Quick Reference: Key Terms and Names Mentioned

  • Myth vs Legend vs Fairy Tale vs Folktale
  • Hesiod, Homer – classical Greek authors who shaped myth; writing around 700 BCE about earlier events
  • Dark Age (Greek context) – period of cultural disruption before the classical revival
  • Zeus, Helios, Selene – Greek gods referenced in discussions of mythic explanation for natural phenomena
  • Anubis – jackal-headed figure associated with the weighing of hearts in the afterlife scene
  • The weighing of the heart against a feather – heart heavy leads to punishment; light heart allows entry to the afterlife
  • Prometheus – myth used to illustrate rituals and human cunning
  • Gilgamesh, Achilles, Odysseus, Aeneas – classic heroes often cited in discussions of hero myths
  • Inkyu – Gilgamesh’s companion (correct spelling varies in texts)
  • Joseph Campbell – scholar of comparative myth; author of The Hero with a Thousand Faces; concept of the monomyth
  • The Hero’s Journey/Monomyth – a generalized template of hero myths across cultures
  • Alfred Lord (Alfred North Whitehead? Not exactly; referenced as contributor to comparative myth approaches) – context indicates discussion of comparative approaches
  • Levi-Strauss – structuralist anthropologist linking myths through shared mental structures
  • Carl Jung– not explicitly mentioned, but often associated with myth interpretation in this tradition (note: not in transcript; mentioned for context of structuralism and myth analysis)
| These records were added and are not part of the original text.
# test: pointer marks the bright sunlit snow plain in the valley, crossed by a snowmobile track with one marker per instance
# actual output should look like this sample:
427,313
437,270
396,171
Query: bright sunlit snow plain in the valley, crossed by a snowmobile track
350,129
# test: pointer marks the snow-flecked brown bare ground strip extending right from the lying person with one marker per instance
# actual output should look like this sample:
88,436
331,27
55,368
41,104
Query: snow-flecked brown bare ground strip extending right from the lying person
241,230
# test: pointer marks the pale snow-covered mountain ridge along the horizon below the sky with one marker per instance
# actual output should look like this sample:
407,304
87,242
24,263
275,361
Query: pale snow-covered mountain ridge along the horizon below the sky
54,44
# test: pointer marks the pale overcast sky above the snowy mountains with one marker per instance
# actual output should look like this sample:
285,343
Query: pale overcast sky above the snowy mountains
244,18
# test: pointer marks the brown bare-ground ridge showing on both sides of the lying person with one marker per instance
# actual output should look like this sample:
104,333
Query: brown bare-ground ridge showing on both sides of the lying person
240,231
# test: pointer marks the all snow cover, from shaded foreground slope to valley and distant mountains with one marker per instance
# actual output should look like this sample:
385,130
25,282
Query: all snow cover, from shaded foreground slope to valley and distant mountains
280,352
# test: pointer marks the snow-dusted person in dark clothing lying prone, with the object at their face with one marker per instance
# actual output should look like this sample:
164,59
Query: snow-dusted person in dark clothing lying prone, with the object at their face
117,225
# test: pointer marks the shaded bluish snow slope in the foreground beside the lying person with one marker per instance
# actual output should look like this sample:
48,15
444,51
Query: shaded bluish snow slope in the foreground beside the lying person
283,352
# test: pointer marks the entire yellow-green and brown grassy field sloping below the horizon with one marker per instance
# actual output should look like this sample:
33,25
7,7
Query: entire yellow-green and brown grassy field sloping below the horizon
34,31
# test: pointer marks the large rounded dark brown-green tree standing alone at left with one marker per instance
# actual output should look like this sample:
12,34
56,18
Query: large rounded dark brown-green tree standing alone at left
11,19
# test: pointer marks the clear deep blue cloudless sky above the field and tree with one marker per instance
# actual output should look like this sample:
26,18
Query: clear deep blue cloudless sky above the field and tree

  • Star Wars – modern example used to illustrate Campbell’s monomyth in popular culture
  • No Country for Old Men – modern work mentioned as a potential example of myth-influenced storytelling in contemporary cinema

Next Steps for Students

  • Read Thompson and related course readings to deepen understanding of myth theory, especially the ideas about drama, myth interpretation, and the relationship between ancient narratives and modern storytelling.
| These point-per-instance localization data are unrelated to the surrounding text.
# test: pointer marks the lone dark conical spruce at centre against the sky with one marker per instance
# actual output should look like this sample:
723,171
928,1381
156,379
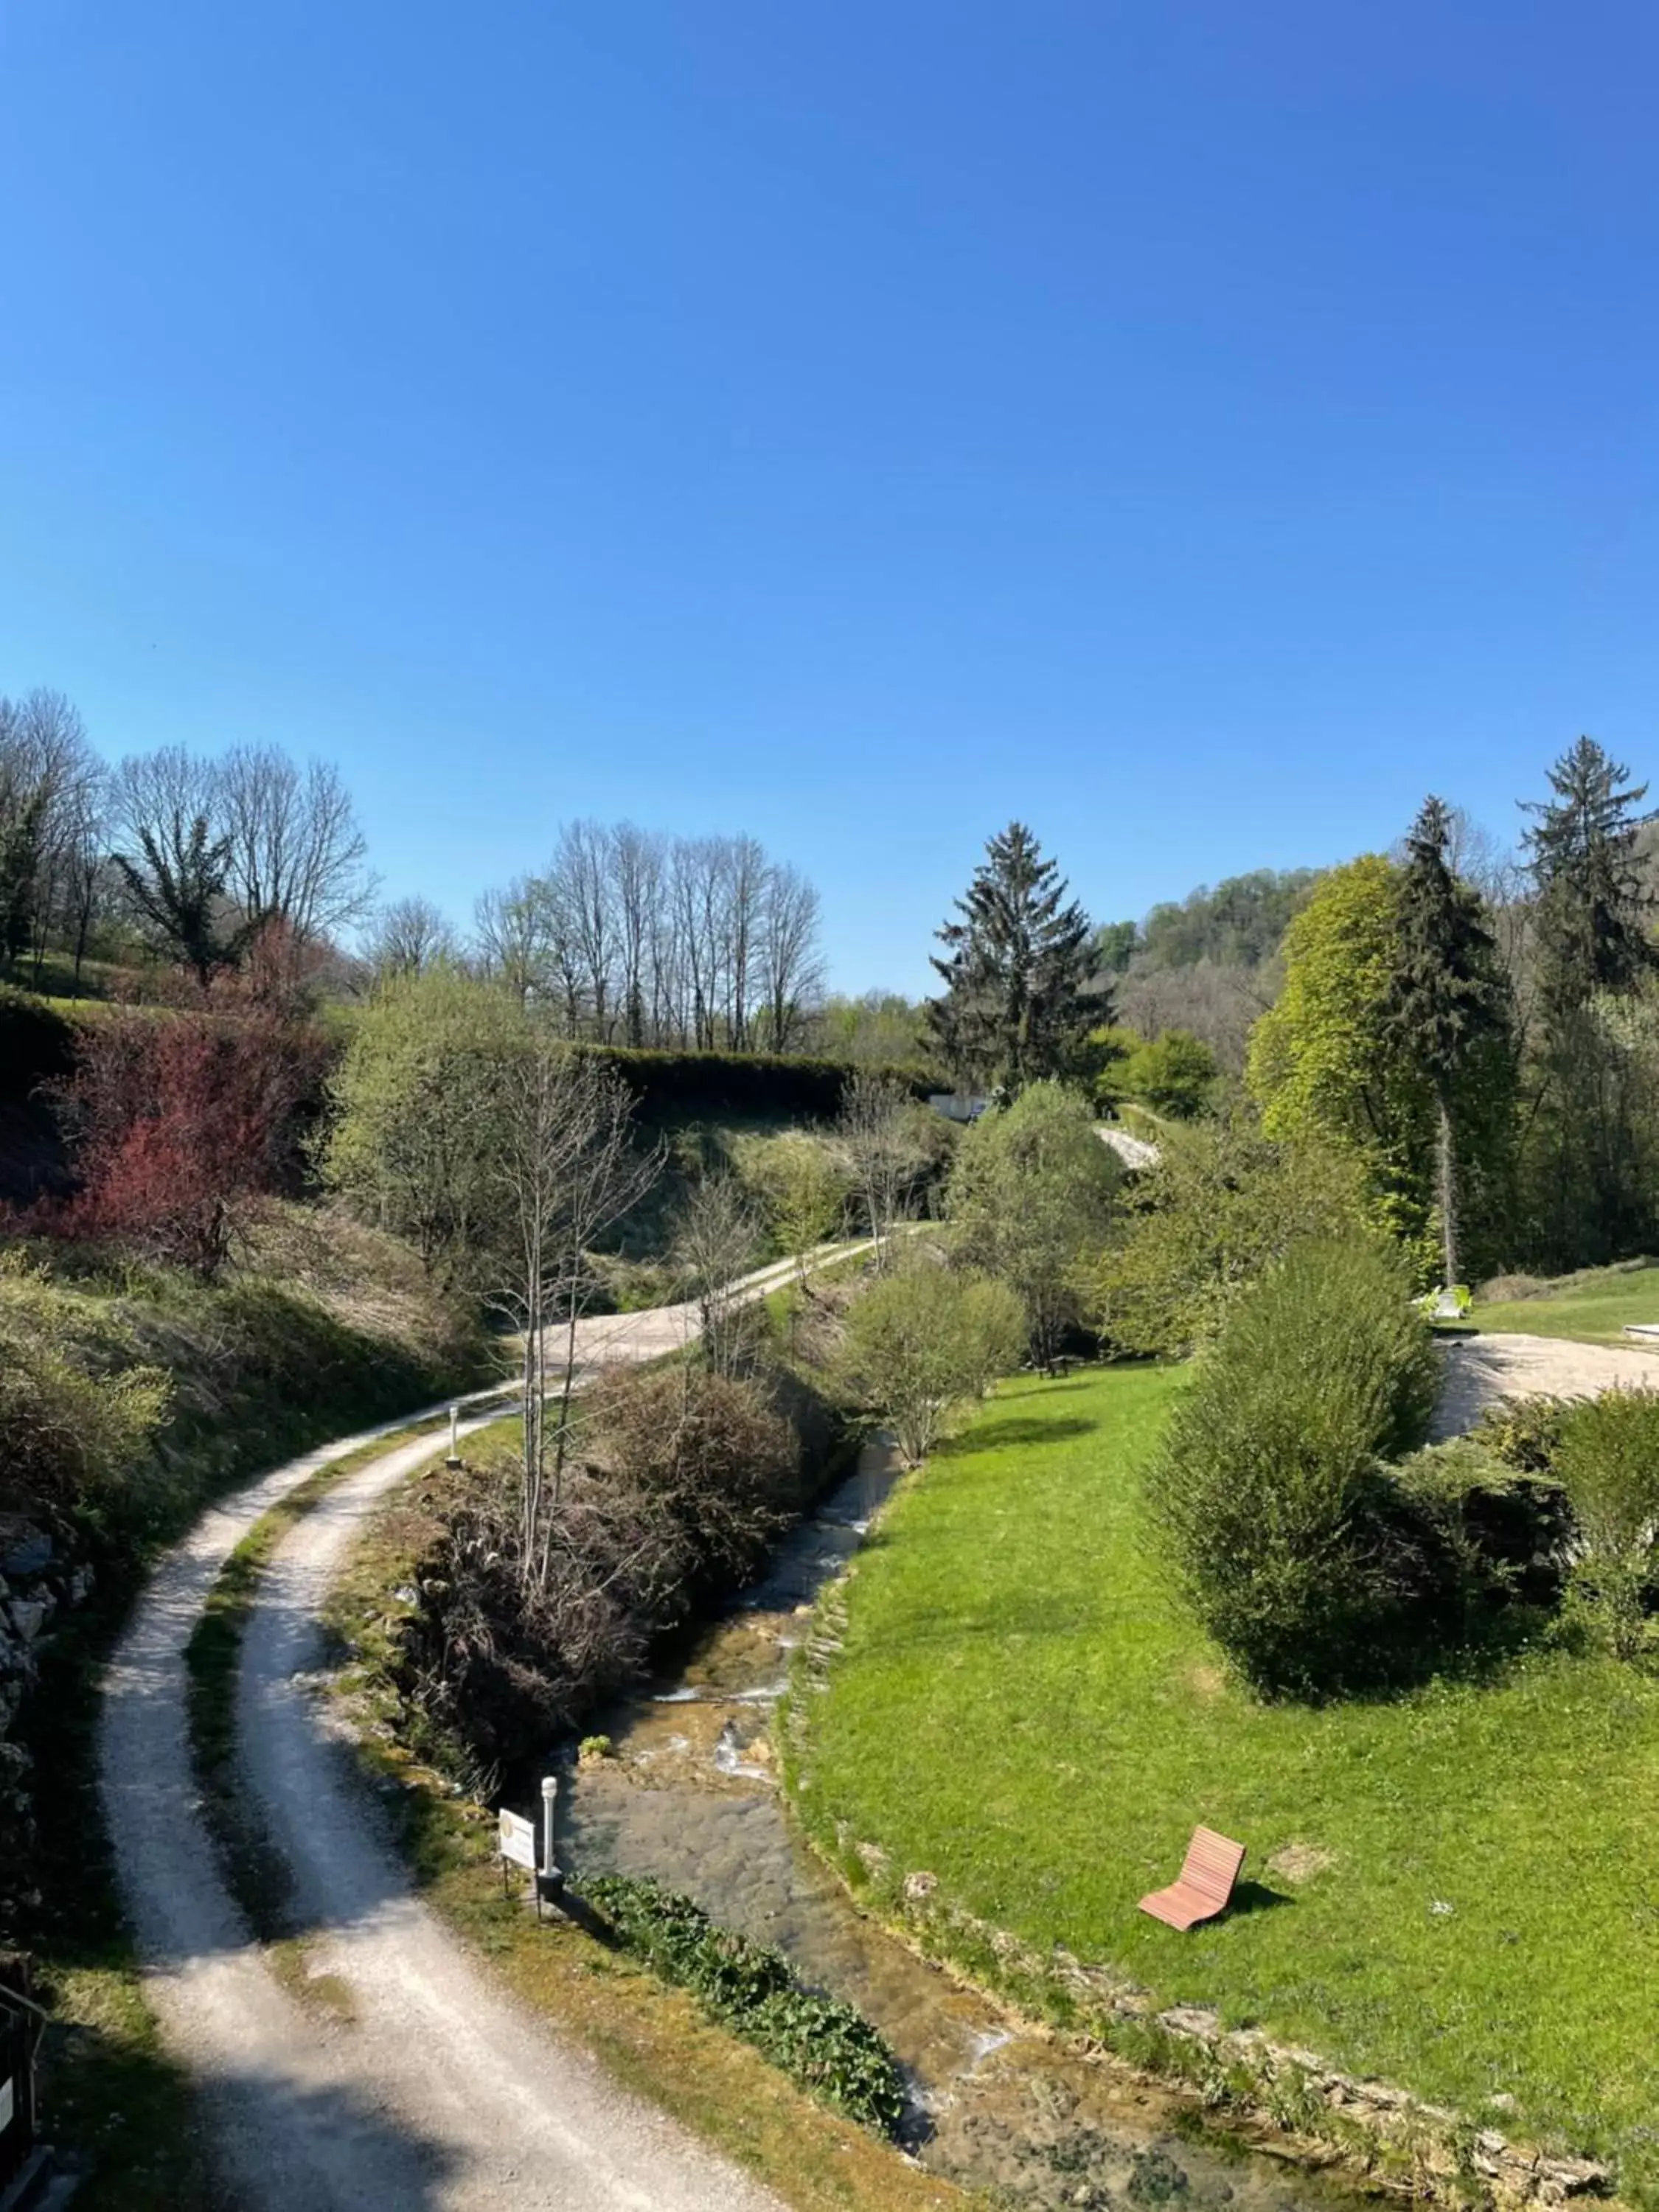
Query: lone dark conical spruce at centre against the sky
1016,970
  • Prepare for a discussion on how to analyze film in terms of myth and drama: what counts as evidence of mythic translation, what to look for in characterization, arc, and symbolic meaning.
  • Reflect on how your own writing could translate ancient myths into modern contexts, using the discussed frameworks as tools for analysis and creation.
  • Monitor Canvas for slide notes and supplementary articles that expand on the theories introduced above.